SPORTS World retailer Sports Direct International (SDI) said it would meet profit forecasts despite increasingly difficult trading this year.

The group, run by Newcastle United owner Mike Ashley, has been badly hit by England’s failure to reach the Euro 2008 football championships, but said underlying earnings for the year to April would exceed the £137.7m expected by the City.

In a Christmas trading statement, SDI said sales during the 11 weeks to January 13 were £280m, with group gross profit of £126m.

Last month SDI estimated it would suffer an underlying earnings hit of up to £70m over the next 12 months because of the England football team’s absence from next summer’s flagship tournament.

Chief executive Dave Forsey said yesterday: “We expect the retail trading environment to become increasingly difficult over the next six months.

“However, the resilience of our business gives us the confidence to repeat guidance on full year performance that we gave on December 19.”

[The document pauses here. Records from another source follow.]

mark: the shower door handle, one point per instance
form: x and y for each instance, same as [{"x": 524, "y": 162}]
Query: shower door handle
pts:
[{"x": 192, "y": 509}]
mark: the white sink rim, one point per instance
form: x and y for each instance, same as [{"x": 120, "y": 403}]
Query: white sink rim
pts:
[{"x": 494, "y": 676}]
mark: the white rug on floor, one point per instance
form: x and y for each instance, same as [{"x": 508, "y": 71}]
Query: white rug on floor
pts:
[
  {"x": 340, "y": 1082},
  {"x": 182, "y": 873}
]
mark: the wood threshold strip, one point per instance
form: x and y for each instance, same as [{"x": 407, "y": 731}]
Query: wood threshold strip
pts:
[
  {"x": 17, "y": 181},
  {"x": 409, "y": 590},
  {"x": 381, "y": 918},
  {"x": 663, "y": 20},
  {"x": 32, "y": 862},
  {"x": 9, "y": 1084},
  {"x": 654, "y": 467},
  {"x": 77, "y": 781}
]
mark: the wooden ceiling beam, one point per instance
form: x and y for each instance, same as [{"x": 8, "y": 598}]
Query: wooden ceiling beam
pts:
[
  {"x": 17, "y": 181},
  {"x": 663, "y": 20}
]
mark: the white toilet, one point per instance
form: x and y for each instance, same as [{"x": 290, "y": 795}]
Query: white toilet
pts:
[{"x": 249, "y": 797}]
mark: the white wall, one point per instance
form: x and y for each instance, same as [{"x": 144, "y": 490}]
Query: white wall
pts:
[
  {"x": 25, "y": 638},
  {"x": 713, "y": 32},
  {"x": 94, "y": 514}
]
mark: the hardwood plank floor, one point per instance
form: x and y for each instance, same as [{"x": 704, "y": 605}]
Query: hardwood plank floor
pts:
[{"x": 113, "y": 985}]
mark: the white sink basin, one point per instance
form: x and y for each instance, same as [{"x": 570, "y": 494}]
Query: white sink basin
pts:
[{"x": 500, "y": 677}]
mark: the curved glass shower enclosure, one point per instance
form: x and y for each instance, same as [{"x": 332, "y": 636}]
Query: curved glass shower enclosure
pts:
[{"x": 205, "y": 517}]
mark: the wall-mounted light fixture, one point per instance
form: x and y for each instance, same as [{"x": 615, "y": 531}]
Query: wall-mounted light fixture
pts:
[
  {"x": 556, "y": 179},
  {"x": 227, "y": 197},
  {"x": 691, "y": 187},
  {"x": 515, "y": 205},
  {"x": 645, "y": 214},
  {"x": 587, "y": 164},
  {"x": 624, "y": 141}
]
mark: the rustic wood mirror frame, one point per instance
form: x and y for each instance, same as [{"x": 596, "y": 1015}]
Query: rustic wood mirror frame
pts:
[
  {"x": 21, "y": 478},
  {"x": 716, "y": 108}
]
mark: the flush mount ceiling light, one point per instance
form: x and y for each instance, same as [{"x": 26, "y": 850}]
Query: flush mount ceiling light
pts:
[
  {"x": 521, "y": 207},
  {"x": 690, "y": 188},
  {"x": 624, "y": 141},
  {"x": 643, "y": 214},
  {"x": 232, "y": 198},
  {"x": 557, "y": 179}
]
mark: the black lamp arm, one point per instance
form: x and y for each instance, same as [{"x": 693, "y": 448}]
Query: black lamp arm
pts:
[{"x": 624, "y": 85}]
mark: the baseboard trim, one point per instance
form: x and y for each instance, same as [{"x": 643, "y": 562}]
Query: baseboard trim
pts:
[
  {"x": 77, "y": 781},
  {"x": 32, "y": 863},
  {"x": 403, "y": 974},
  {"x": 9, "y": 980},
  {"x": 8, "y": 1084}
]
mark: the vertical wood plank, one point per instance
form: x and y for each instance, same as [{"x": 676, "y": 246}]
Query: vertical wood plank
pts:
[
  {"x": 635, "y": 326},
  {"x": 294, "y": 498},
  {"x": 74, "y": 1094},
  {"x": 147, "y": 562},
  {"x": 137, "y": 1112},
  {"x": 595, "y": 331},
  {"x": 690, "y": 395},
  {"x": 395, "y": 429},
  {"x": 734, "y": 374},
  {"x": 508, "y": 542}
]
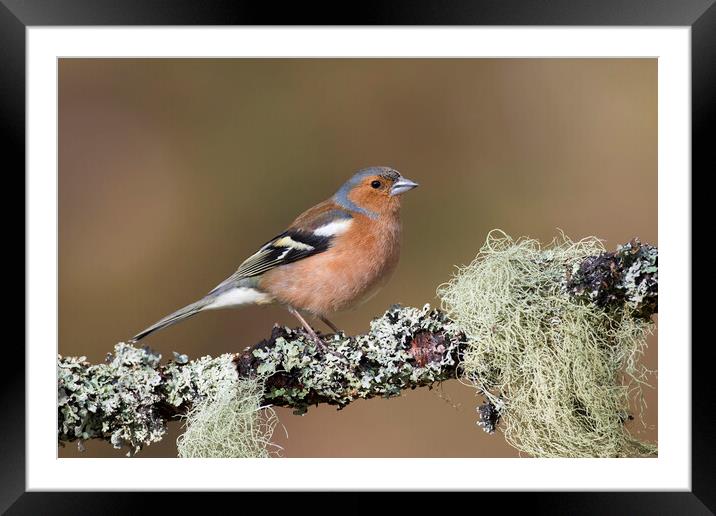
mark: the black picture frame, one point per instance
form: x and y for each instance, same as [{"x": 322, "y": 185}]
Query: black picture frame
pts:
[{"x": 17, "y": 15}]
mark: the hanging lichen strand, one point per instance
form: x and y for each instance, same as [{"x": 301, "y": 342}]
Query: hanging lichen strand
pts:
[
  {"x": 129, "y": 399},
  {"x": 550, "y": 336},
  {"x": 553, "y": 341}
]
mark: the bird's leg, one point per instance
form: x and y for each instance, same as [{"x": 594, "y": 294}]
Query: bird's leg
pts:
[
  {"x": 308, "y": 329},
  {"x": 329, "y": 324}
]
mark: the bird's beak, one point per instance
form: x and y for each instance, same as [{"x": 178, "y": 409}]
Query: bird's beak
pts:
[{"x": 402, "y": 185}]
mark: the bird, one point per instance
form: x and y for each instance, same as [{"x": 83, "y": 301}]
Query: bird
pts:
[{"x": 332, "y": 257}]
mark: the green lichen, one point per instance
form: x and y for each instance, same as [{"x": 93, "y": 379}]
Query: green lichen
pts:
[
  {"x": 381, "y": 362},
  {"x": 123, "y": 400},
  {"x": 232, "y": 423},
  {"x": 560, "y": 374}
]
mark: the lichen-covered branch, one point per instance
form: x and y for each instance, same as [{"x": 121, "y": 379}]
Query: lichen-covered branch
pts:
[
  {"x": 627, "y": 278},
  {"x": 128, "y": 400}
]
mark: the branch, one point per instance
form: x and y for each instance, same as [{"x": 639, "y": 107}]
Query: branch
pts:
[{"x": 129, "y": 399}]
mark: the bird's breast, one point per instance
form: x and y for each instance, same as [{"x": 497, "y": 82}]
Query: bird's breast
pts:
[{"x": 356, "y": 265}]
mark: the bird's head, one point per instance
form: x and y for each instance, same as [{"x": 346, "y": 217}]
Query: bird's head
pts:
[{"x": 373, "y": 191}]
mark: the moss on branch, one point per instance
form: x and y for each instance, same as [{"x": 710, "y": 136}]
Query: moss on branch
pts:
[{"x": 128, "y": 400}]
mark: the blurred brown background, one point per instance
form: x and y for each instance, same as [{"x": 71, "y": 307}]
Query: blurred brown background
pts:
[{"x": 172, "y": 171}]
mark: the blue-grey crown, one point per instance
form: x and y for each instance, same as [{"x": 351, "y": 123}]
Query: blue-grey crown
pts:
[{"x": 341, "y": 196}]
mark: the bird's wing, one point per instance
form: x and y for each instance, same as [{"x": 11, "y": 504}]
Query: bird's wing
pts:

In December, Sports Direct revealed half-year revenue to October 28 last year of £668m, down 7%.

Half-year profits at the business, which has major licensing deals with England replica shirt manufacturer Umbro, plunged nearly 70% to £21.2m this year, down from £70.1m.

The company also owns some of Britain’s most popular sports brands including Slazenger, Dunlop and Kangol.

Football-mad Mr Ashley, who owns 70% of the company, took it public in February last year, with the flotation price of 300p a share netting him a £929m fortune.

The shares have since fallen to less than two-thirds of their float price as the group issued a series of gloomy trading updates.

The company, which has been criticised by many in the City for its poor communication since it came to the market, did not give comparables.

Philip Dorgan, an analyst at Panmure Gordon, said: “The statement itself is not full enough, but we didn’t expect anything different at this stage.

“Far from buying the company back, Mike Ashley needs at some stage in the next couple of years to sell some shares to increase liquidity in the stock.

“The share buyback programme runs counter to this and at an average price well above the current share price, we believe that it needs to end, the company needs to meet (and perhaps beat) its forecast and settle down to life as a plc. Is this too much to ask for?”

Shares in Sports Direct were down 2p at 96p.